My knees shook so bad I could hardly walk down the steps and out the door to Murphy and Margaret Mary. Murphy was leaning against the truck. Margaret Mary was sitting sideways on the front seat, with the door open.
“They took Grace Annie!” I said.
“Who took her?” Margaret Mary jumped down and rushed up to me. She placed her arm around my shoulder.
“County took her. They think it wasn’t an accident!”
“We’ll see about that,” Murphy said. “Come on, get in the truck, ladies. We’re going over there right now; straighten this mess out.”
But it wasn’t that easy. Miss Mackey said we had to wait for the hearing.
“Can I see her in the meantime?” I said. “She’s never been away from me.”
“I’m afraid that’s not in the child’s best interest,” Miss Mackey said. “She’s been placed in a private home environment, and we want to give her time to adjust without getting confused.”
“But—”
“You’ll have to wait for the hearing.”
“I need to call my husband!” I said, wondering if she’d let me use her phone.
“You’ll be notified by mail.”
“But…can I least call my—”
“Good day, Miz Jenkins,” she said.
I had to hold the front of my chest walking back to the truck. It felt like it’d been caught in the hinges of the door Miz Mackey had slammed shut in my face.
I got notice of the hearing. It wasn’t for four more weeks. I fed the chickens and tended to my egg customers. Each morning I woke up and pounded my head. Wake up! Wake up! You’re having a nightmare. But it’s hard telling a nightmare to wake up when you’re already awake to begin with.
Margaret Mary came by to keep me company. Her belly was growing fast. Murphy set about making baby furniture; all hand-carved pieces; the most beautiful shapes of wood I’d ever seen. Me and Margaret Mary spent some of the afternoons after I finished my chicken chores snapping pole beans and baking pies for the church bazaar. There was such a large crop of beans we decided to pickle them and sell them at the fair, along with the pies. Kept us busy. Even so, I got lonely for Willa Mae.

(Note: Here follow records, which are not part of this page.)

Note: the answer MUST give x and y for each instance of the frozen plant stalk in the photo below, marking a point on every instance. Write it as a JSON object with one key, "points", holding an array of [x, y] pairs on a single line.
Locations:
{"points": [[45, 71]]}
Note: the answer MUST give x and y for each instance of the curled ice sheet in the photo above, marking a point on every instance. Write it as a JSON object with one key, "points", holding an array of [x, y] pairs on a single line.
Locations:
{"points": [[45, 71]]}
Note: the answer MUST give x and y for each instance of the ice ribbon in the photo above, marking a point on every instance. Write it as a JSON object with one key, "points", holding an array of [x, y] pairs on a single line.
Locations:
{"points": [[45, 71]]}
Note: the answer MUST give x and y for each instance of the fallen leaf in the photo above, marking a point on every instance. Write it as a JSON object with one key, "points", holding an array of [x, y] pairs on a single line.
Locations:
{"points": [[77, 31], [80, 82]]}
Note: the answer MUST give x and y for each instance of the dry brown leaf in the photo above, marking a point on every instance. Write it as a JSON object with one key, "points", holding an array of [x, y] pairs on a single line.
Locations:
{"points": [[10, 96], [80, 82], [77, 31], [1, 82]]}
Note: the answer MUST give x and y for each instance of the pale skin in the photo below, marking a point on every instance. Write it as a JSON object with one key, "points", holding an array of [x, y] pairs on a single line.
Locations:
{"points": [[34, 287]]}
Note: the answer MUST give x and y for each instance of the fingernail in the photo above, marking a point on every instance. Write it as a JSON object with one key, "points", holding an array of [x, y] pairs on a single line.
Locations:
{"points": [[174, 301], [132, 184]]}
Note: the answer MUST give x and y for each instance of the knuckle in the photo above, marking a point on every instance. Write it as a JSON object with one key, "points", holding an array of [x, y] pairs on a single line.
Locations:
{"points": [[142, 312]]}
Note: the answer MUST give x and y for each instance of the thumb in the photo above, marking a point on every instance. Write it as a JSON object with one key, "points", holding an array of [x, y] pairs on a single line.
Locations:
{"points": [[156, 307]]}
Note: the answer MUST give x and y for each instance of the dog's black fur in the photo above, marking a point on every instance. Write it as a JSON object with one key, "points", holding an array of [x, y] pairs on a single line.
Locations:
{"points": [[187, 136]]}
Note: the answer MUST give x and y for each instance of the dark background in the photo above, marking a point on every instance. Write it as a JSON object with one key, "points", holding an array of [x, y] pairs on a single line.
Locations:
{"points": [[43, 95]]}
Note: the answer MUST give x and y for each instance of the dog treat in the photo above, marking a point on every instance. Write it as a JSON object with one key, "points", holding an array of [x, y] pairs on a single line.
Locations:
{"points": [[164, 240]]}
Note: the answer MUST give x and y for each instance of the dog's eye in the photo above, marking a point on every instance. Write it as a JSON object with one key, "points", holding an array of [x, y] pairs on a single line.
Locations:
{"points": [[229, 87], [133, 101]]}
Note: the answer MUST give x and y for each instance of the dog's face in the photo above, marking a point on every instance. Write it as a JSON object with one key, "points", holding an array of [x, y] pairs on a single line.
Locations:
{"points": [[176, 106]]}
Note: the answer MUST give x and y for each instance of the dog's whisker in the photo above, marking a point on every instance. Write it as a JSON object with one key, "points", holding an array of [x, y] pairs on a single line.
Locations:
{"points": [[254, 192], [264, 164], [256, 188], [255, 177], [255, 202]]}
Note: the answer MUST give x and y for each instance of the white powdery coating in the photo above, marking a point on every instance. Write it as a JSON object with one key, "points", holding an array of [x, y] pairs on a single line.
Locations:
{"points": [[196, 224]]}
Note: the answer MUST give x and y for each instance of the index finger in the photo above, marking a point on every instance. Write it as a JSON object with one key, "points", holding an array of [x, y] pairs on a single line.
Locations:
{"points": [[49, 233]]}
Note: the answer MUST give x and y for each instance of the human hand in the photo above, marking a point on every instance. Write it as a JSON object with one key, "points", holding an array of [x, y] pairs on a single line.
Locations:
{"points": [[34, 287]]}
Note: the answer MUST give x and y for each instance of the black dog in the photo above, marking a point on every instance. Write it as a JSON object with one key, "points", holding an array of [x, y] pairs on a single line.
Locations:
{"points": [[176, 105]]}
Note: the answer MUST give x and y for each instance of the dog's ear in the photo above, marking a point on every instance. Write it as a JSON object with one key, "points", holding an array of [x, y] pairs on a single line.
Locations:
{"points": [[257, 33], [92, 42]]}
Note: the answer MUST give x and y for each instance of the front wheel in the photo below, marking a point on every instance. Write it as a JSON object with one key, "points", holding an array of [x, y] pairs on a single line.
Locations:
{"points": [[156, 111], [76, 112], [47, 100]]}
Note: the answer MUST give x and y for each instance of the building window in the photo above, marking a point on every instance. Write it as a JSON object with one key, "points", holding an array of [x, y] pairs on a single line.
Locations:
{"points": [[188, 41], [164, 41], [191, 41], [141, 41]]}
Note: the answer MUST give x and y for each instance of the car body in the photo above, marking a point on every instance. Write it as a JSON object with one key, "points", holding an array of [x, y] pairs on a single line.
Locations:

At night I took Tempe’s journal out of the trunk and moved my hands over the pages, thinking that might bring her closer. Before long, the words drifted off the page and into my head, carrying me back to a time of busted dreams and crumbled lives, to a place that had shackled freedom. Tempe’s story pained me, but it let me see through her eyes what I couldn’t bear to see through mine. That life could be meaner than we counted on. That we best be brave and persevere if we expected to have a fighting chance. Tempe took up a permanent spot in my heart. She climbed into the air I breathed and whispered to me in the wind at night. On days I was the saddest, I looked for signs of her everywhere. Once I thought I spotted her outline in the dew on the grass. Another time I was sure her tears rained down when the storm clouds burst. I rocked the journal in my arms like a baby on the nights Buck was out. When I grew tired of that, I curled up under the covers, my eyes perched at the edge of the pages, the words before me hills and valleys I could get lost in.